It uses the normal 2.5-inch form factor, not something smaller

Jun 3, 2013 07:38 GMT  ·  By

Tablets usually employ embedded solid state memory chips or very small MSATA solid-state drives for storage, but laptops still use HDDs mostly, which is why Seagate, Western Digital and Toshiba worked hard on super-thin models.

After all, regular 2.5-inch mobile drives of 9 mm and 7 mm thickness may be fine for regular notebooks, but the same cannot be said about ultrabooks.

Especially when there are some ultrabooks which, even closed, are actually thinner than tablets.

Obviously, makers of platter spinners had to create high-capacity platters and then miniaturize the motor and reading mechanisms as well.

First came the move from 9 mm to 7 mm, and lately we've been seeing definite activity on the small 5 mm drive industry.

Western Digital was first, one might say, but Seagate has launched one as well, with a capacity of 500 GB.

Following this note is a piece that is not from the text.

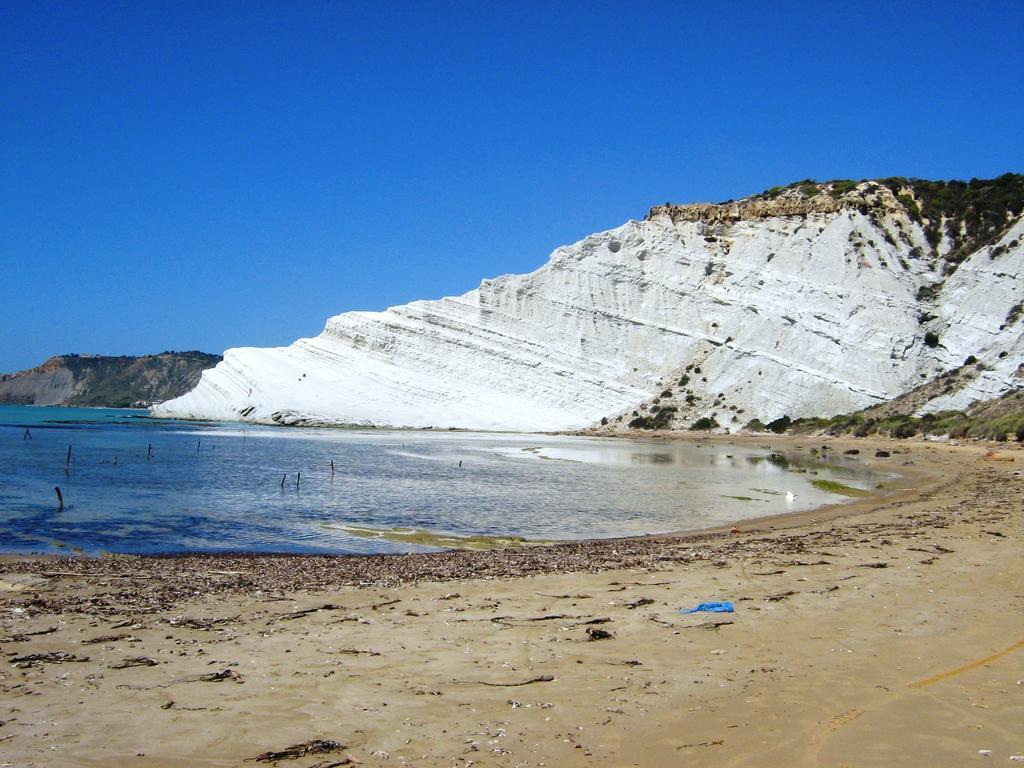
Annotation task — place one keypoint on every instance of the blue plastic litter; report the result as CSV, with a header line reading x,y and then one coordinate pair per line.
x,y
722,607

"When we originally demonstrated this solution last September, we knew we had a truly innovative product that would empower our partners to reimagine mobile applications," said Steve Luczo, president, CEO and chairman of Seagate.

"The strong support from our OEM partners indicates we have delivered on our vision and look forward to a new wave of innovative solutions enabled by this revolutionary product."

The drive has a price of $89 / €89 and has, so far, been used in ASUS and Dell laptops. Or soon will be included in them. Computex 2013 (June 4-8) will act as staging ground for them.

"The new Seagate Laptop Ultrathin truly raises the bar, enabling us to finally create high-capacity, thin and light laptops that consumers crave at mass-market price points they can afford," said S.Y. Shian, corporate vice president and general manager of Asus' notebook business unit.

"The drive's capacity, coupled with its ultra-slim, lightweight footprint, empowers our engineers to think out of the box and create truly ground-breaking, innovative system designs- it's a win- win for both us and the consumer."